Emma Butler started Intimately after seeing the problems her mother had finding comfortable underwear.

Based on what she’d discovered, she began researching undergarments that accommodated women with these kinds of challenges, including period panties, bras with clasps in the front, and underwear that opened on the side. “There are more clothing lines for pets than there are for people with disabilities,” she remembers thinking. And not many of them had the aesthetic appeal of typical underwear and bras. 

So, she began sharing the nicer items she found — often those sold at small mom and pop stores or on Etsy — on the site that became Intimately. She did a photoshoot with women of varying abilities, linked to the vendors, and started an Instagram where she posted these products. The Instagram also shared the stories of women with disabilities, their fashion experiences, and what made them feel beautiful, making an effort to showcase a diversity of people. 

“Even in the media, when we do see women with disabilities, it’s usually white straight women in wheelchairs, and it’s not this scope of disabilities.”

“We’ve seen a lot of clothing brands that are inclusive in terms of including all skin colors or their size range, but one thing that I think a lot of brands forget about is representation of women with different disabilities,” says Butler. “Even in the media, when we do see women with disabilities, it’s usually white straight women in wheelchairs, and it’s not this scope of disabilities.” She wanted to depict women with disabilities “not as the token disabled woman but as the sexy center-of-attention woman who is self-confident.”

When Forbes included Butler in the article “Female Founders Who Are Moving The Adaptive Apparel Market Forward,” her first reaction was, “I’m not really a founder; I’m a blog owner.” Then, she thought, “Maybe I can turn this into a company.” She began buying the underwear she was showcasing at wholesale price and selling and shipping it herself.

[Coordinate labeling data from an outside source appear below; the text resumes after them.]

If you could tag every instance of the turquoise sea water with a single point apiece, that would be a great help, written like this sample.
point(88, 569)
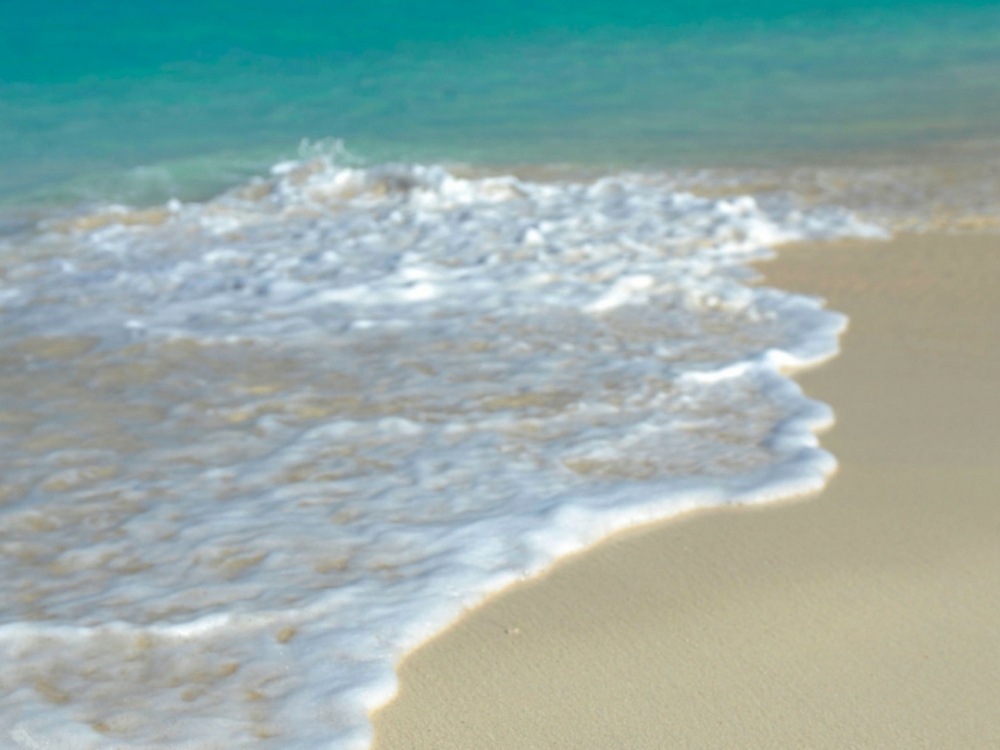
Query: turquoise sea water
point(141, 101)
point(273, 412)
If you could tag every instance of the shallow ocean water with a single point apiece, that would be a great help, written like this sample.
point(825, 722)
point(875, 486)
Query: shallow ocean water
point(272, 414)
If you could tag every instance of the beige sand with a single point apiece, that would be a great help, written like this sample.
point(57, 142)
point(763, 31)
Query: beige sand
point(868, 617)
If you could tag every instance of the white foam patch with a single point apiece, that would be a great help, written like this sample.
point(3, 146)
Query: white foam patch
point(255, 450)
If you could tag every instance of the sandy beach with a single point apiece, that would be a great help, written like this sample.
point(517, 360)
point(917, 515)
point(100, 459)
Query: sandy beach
point(865, 617)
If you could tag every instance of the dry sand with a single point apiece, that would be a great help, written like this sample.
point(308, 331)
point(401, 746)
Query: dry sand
point(866, 617)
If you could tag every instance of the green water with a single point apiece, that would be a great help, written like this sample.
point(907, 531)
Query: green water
point(137, 101)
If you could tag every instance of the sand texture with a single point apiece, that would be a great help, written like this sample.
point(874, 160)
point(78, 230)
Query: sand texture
point(867, 617)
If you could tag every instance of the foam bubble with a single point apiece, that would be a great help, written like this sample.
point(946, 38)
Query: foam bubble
point(256, 449)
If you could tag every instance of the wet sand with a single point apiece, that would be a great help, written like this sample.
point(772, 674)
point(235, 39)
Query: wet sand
point(865, 617)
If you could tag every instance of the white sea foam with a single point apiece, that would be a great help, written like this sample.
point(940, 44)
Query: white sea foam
point(256, 449)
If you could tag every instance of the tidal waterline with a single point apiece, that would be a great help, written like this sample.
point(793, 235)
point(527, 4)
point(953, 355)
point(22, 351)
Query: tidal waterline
point(110, 101)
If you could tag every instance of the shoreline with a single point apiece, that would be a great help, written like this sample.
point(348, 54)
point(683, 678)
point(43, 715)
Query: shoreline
point(866, 616)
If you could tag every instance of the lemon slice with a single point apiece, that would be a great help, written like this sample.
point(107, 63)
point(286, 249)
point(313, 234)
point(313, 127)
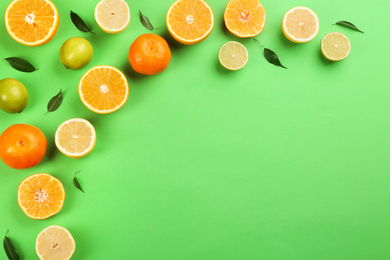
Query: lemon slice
point(300, 24)
point(55, 242)
point(335, 46)
point(75, 138)
point(113, 16)
point(233, 55)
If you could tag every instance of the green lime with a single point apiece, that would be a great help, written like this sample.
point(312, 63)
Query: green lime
point(13, 96)
point(76, 53)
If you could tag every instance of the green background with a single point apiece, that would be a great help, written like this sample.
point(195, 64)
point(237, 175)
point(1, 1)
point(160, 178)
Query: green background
point(204, 163)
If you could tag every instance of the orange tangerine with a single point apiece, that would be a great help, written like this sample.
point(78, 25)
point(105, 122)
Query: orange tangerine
point(41, 196)
point(190, 21)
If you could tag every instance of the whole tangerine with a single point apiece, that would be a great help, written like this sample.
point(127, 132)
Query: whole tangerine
point(22, 146)
point(149, 54)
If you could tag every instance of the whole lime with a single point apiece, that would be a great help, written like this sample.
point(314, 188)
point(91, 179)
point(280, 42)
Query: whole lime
point(13, 96)
point(76, 53)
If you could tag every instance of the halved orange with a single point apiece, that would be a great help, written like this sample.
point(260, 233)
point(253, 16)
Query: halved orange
point(55, 242)
point(103, 89)
point(244, 18)
point(41, 196)
point(300, 24)
point(190, 21)
point(31, 23)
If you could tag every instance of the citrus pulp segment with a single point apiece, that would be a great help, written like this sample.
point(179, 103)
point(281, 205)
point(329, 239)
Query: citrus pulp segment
point(103, 89)
point(233, 55)
point(300, 24)
point(41, 196)
point(112, 16)
point(244, 18)
point(75, 138)
point(190, 21)
point(55, 242)
point(31, 23)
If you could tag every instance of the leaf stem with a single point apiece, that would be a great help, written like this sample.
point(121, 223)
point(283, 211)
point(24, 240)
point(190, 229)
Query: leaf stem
point(258, 42)
point(76, 173)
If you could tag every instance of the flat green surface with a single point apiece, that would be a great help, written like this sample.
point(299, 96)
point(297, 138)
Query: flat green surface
point(203, 163)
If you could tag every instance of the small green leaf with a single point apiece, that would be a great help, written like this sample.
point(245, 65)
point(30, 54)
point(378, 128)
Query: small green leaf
point(349, 25)
point(79, 23)
point(10, 248)
point(20, 64)
point(145, 22)
point(76, 182)
point(54, 102)
point(272, 58)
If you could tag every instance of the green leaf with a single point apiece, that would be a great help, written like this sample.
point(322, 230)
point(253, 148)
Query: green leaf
point(79, 23)
point(76, 182)
point(145, 22)
point(54, 102)
point(349, 25)
point(10, 248)
point(272, 58)
point(20, 64)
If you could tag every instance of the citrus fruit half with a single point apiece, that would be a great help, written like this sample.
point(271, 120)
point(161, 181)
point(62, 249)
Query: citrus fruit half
point(335, 46)
point(75, 138)
point(41, 196)
point(233, 55)
point(300, 24)
point(190, 21)
point(55, 242)
point(31, 23)
point(22, 146)
point(244, 18)
point(113, 16)
point(103, 89)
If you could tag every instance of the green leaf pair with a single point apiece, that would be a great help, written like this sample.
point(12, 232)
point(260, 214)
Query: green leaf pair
point(10, 248)
point(20, 64)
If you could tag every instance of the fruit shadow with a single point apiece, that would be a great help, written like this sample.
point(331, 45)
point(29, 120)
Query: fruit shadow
point(286, 42)
point(325, 60)
point(221, 69)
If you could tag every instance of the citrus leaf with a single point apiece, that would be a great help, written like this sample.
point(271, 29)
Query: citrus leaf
point(76, 182)
point(79, 23)
point(20, 64)
point(349, 25)
point(145, 22)
point(272, 58)
point(54, 102)
point(10, 248)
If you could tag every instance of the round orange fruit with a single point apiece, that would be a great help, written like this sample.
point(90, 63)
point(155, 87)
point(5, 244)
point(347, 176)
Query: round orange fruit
point(31, 23)
point(41, 196)
point(22, 146)
point(149, 54)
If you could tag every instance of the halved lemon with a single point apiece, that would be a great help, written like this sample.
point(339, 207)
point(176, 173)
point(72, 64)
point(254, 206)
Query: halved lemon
point(75, 138)
point(335, 46)
point(103, 89)
point(55, 242)
point(113, 16)
point(41, 196)
point(300, 24)
point(190, 21)
point(31, 23)
point(233, 55)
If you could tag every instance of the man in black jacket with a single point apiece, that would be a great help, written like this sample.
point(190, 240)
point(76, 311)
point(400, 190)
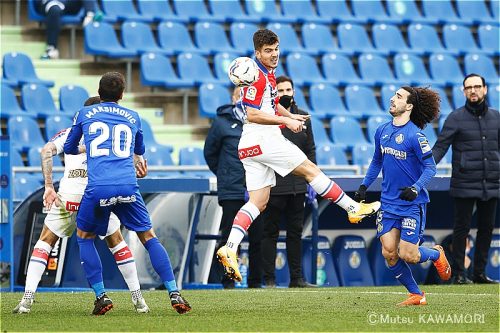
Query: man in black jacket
point(473, 131)
point(288, 198)
point(221, 154)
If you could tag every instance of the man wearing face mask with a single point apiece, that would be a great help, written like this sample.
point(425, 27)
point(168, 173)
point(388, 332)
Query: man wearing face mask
point(473, 131)
point(288, 198)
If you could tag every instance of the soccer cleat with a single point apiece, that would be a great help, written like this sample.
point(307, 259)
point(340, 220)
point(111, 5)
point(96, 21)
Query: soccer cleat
point(442, 265)
point(229, 261)
point(365, 209)
point(24, 306)
point(414, 299)
point(179, 303)
point(102, 305)
point(140, 305)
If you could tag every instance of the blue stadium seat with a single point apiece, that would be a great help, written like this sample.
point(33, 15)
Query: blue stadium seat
point(38, 100)
point(174, 37)
point(410, 68)
point(346, 131)
point(241, 36)
point(211, 96)
point(489, 38)
point(10, 107)
point(122, 10)
point(157, 71)
point(445, 70)
point(361, 100)
point(326, 101)
point(351, 261)
point(159, 10)
point(211, 38)
point(375, 70)
point(100, 40)
point(72, 98)
point(55, 124)
point(303, 69)
point(138, 37)
point(326, 276)
point(301, 11)
point(18, 70)
point(459, 39)
point(339, 70)
point(482, 65)
point(24, 133)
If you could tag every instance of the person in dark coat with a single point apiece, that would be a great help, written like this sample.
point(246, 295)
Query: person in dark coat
point(473, 131)
point(221, 155)
point(288, 199)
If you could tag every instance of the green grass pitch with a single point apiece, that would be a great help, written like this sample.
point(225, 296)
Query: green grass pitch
point(450, 308)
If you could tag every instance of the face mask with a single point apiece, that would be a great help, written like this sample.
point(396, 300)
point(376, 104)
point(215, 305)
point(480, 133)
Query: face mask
point(286, 101)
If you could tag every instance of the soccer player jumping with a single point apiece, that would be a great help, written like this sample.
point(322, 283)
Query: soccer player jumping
point(404, 155)
point(263, 150)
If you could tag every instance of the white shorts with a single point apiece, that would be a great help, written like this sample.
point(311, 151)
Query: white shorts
point(62, 220)
point(262, 153)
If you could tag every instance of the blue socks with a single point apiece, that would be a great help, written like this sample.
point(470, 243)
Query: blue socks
point(402, 272)
point(92, 265)
point(161, 263)
point(427, 253)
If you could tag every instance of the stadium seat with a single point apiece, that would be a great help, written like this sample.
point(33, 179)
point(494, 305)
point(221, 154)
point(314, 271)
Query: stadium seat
point(351, 261)
point(211, 96)
point(240, 36)
point(100, 40)
point(346, 131)
point(10, 107)
point(361, 100)
point(482, 65)
point(24, 133)
point(18, 70)
point(445, 70)
point(157, 71)
point(303, 69)
point(211, 37)
point(38, 100)
point(72, 98)
point(55, 124)
point(410, 68)
point(338, 69)
point(138, 37)
point(326, 276)
point(489, 38)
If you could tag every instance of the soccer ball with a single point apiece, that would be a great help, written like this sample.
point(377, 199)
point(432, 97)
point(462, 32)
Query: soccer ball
point(243, 71)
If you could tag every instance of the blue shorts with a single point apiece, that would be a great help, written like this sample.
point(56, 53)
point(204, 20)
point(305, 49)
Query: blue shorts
point(124, 200)
point(410, 220)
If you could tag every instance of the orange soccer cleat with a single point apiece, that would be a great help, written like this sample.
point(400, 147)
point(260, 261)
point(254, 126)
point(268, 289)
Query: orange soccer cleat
point(414, 299)
point(442, 265)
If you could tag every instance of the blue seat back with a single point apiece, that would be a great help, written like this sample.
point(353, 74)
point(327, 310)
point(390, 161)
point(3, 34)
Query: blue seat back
point(326, 275)
point(351, 261)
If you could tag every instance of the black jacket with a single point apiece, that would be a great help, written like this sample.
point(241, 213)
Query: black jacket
point(475, 141)
point(305, 141)
point(221, 154)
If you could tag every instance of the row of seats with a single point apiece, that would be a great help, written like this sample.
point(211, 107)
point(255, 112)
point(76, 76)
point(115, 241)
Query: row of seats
point(209, 38)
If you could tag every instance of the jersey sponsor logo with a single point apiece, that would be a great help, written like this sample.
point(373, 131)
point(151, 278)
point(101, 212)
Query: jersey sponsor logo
point(249, 152)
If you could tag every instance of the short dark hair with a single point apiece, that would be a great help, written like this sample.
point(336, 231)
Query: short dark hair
point(472, 75)
point(426, 104)
point(264, 37)
point(111, 87)
point(92, 100)
point(284, 78)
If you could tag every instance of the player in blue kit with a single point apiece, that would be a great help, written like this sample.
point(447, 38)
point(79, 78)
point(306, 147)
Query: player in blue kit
point(404, 155)
point(114, 143)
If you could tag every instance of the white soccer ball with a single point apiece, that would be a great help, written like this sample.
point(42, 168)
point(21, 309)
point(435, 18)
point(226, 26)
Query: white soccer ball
point(243, 71)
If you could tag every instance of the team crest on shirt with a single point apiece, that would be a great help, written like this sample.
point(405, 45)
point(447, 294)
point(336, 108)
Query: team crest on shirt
point(251, 93)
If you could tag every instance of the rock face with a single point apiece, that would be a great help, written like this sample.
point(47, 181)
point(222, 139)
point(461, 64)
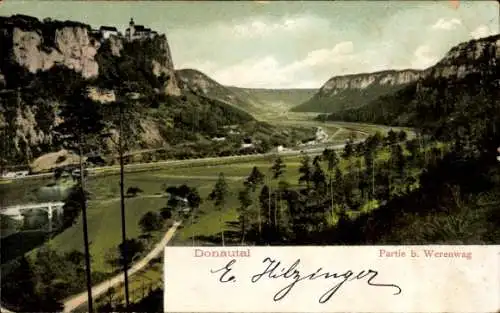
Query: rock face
point(38, 46)
point(32, 47)
point(352, 91)
point(363, 81)
point(461, 82)
point(467, 57)
point(349, 91)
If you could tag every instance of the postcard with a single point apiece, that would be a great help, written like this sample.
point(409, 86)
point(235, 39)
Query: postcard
point(250, 156)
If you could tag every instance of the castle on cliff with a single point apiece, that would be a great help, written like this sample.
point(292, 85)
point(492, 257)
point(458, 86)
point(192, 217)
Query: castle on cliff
point(133, 32)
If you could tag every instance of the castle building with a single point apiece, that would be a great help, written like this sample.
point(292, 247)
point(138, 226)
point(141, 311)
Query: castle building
point(135, 32)
point(107, 31)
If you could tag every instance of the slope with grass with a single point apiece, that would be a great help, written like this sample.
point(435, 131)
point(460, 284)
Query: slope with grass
point(268, 101)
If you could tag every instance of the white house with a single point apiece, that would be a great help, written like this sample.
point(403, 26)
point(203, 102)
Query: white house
point(107, 31)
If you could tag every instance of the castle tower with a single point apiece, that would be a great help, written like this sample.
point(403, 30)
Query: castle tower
point(131, 29)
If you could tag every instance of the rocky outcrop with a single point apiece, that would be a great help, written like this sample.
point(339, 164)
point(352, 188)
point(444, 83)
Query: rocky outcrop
point(72, 47)
point(39, 46)
point(353, 91)
point(466, 58)
point(465, 80)
point(348, 91)
point(363, 81)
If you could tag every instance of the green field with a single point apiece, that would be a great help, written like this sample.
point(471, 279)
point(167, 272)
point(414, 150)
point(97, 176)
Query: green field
point(104, 205)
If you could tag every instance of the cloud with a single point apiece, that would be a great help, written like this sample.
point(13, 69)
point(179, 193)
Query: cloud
point(258, 27)
point(444, 24)
point(423, 57)
point(481, 31)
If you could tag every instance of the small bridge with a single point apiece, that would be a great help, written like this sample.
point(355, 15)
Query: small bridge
point(16, 211)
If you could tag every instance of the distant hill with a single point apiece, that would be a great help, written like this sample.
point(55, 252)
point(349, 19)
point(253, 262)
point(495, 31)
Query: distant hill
point(273, 100)
point(191, 80)
point(459, 96)
point(351, 91)
point(39, 70)
point(252, 100)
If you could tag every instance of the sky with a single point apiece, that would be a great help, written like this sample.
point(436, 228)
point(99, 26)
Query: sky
point(282, 44)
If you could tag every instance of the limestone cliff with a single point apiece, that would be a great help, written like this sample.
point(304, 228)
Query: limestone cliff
point(36, 58)
point(454, 93)
point(40, 45)
point(348, 91)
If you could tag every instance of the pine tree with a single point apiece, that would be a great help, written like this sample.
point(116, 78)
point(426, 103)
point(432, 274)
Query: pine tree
point(306, 171)
point(82, 125)
point(253, 181)
point(219, 197)
point(245, 202)
point(278, 168)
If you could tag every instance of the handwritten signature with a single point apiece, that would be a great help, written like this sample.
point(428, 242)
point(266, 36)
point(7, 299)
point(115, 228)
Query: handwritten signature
point(275, 270)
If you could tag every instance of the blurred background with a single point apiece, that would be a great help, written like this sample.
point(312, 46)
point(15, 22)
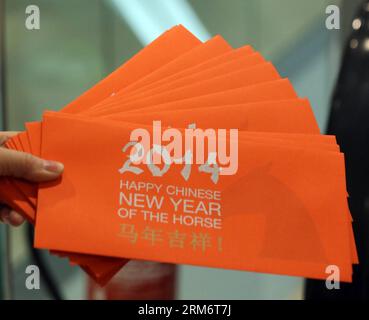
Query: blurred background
point(82, 41)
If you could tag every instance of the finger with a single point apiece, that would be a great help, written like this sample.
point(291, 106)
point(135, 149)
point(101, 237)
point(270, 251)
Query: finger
point(5, 135)
point(26, 166)
point(11, 217)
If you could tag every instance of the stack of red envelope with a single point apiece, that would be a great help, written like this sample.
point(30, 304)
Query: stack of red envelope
point(268, 196)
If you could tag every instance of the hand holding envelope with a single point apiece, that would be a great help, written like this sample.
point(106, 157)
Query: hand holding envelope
point(282, 208)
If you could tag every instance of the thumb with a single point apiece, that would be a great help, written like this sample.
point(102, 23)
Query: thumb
point(26, 166)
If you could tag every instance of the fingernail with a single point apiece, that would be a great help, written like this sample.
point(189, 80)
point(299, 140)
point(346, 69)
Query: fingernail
point(53, 166)
point(5, 217)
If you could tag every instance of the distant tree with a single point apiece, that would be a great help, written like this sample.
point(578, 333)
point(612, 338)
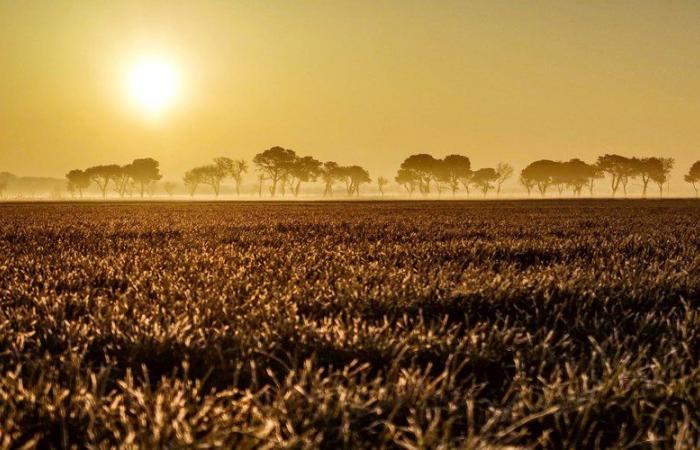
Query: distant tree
point(539, 173)
point(455, 170)
point(381, 182)
point(575, 174)
point(482, 179)
point(261, 182)
point(102, 175)
point(661, 175)
point(169, 188)
point(620, 169)
point(301, 170)
point(693, 176)
point(528, 183)
point(212, 175)
point(238, 168)
point(409, 179)
point(330, 173)
point(504, 171)
point(354, 177)
point(78, 180)
point(193, 178)
point(5, 179)
point(275, 164)
point(425, 168)
point(143, 172)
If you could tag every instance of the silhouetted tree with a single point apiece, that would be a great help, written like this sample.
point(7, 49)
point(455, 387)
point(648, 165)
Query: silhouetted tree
point(504, 171)
point(237, 170)
point(409, 179)
point(275, 164)
point(5, 179)
point(301, 170)
point(193, 178)
point(261, 182)
point(354, 177)
point(693, 176)
point(455, 170)
point(381, 182)
point(540, 174)
point(77, 181)
point(424, 167)
point(483, 179)
point(102, 175)
point(169, 188)
point(143, 172)
point(576, 174)
point(620, 169)
point(121, 180)
point(330, 173)
point(661, 175)
point(527, 183)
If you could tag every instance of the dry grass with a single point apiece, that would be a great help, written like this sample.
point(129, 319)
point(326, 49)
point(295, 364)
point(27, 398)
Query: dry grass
point(404, 325)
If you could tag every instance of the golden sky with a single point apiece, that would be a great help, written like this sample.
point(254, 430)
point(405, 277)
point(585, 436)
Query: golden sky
point(366, 82)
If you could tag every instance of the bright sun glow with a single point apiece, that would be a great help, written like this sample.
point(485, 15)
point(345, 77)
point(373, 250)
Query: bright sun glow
point(153, 84)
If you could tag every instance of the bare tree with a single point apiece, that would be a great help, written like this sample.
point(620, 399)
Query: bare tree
point(102, 175)
point(381, 182)
point(483, 179)
point(169, 188)
point(143, 172)
point(504, 171)
point(304, 169)
point(275, 164)
point(409, 179)
point(330, 173)
point(78, 180)
point(693, 176)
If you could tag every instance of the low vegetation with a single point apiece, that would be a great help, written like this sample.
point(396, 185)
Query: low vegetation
point(350, 325)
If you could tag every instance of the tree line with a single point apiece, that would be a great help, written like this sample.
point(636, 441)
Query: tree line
point(281, 171)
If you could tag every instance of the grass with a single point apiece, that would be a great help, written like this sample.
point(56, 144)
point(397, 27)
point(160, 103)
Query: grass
point(556, 324)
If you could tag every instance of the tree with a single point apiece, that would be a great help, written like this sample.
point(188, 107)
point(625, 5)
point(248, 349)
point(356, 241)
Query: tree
point(5, 179)
point(143, 172)
point(504, 171)
point(354, 177)
point(275, 163)
point(381, 182)
point(330, 173)
point(575, 174)
point(409, 179)
point(192, 179)
point(455, 169)
point(527, 183)
point(101, 176)
point(541, 174)
point(169, 188)
point(238, 168)
point(693, 176)
point(662, 174)
point(303, 169)
point(425, 168)
point(483, 178)
point(620, 169)
point(77, 181)
point(261, 182)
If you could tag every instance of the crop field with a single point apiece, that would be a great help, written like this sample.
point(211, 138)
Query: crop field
point(555, 324)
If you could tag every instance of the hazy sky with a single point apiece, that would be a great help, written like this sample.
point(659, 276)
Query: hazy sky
point(364, 82)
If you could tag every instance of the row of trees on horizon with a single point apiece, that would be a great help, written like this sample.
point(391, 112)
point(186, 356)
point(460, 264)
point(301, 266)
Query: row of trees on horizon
point(280, 171)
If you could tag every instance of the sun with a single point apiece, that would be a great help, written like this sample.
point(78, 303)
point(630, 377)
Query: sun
point(153, 83)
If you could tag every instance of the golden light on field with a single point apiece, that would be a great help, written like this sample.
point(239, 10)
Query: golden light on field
point(153, 84)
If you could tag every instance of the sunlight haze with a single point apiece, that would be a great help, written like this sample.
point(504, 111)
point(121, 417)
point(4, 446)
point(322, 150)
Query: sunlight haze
point(354, 81)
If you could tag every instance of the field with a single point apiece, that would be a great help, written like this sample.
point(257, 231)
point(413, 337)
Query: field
point(558, 324)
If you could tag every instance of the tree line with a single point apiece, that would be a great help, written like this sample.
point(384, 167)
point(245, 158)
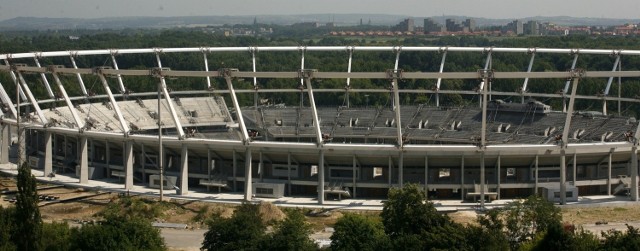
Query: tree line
point(408, 221)
point(331, 61)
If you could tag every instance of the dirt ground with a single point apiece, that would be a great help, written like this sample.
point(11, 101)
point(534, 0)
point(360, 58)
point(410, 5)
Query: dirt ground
point(76, 205)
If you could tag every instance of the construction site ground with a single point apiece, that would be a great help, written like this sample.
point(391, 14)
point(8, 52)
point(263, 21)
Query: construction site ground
point(77, 206)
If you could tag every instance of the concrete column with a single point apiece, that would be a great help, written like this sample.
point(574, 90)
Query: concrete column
point(22, 150)
point(261, 168)
point(107, 154)
point(563, 178)
point(84, 160)
point(355, 173)
point(575, 168)
point(390, 165)
point(289, 173)
point(321, 178)
point(92, 156)
point(634, 173)
point(609, 175)
point(128, 165)
point(482, 179)
point(535, 189)
point(426, 176)
point(248, 189)
point(209, 168)
point(462, 179)
point(400, 169)
point(48, 153)
point(184, 171)
point(498, 176)
point(235, 167)
point(6, 143)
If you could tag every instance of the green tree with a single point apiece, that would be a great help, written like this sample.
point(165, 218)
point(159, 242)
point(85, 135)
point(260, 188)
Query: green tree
point(408, 217)
point(358, 232)
point(243, 231)
point(118, 233)
point(291, 233)
point(55, 236)
point(619, 240)
point(7, 227)
point(522, 221)
point(28, 229)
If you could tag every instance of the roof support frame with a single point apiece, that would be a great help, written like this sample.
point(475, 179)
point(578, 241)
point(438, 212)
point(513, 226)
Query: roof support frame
point(167, 98)
point(72, 56)
point(65, 96)
point(114, 104)
point(32, 99)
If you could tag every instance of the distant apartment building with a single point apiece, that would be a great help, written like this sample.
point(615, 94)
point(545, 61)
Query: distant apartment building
point(453, 26)
point(431, 26)
point(470, 24)
point(532, 28)
point(516, 28)
point(405, 25)
point(466, 26)
point(306, 25)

After raising $19,000 on Kickstarter, she launched the company in February. 

“There are more clothing lines for pets than there are for people with disabilities.”

Butler currently only sells products from other brands, but she’s in the process of designing her own line of bras with magnet clasps in the front, which she aims to release this summer. Elba, whose bras she already sells, is partnering with her in the project, and their plan is to make the design a bit sexier; they come in black lace, wine, and dusty rose. 

“I think intimates are really connected to our self-confidence and how we perceive our sensuality and desirability,” she says. “The color of your intimates and the shape and the fabric and the lace can really boost how you see yourself at your most basic level. And I think all women deserve to feel confident and beautiful.”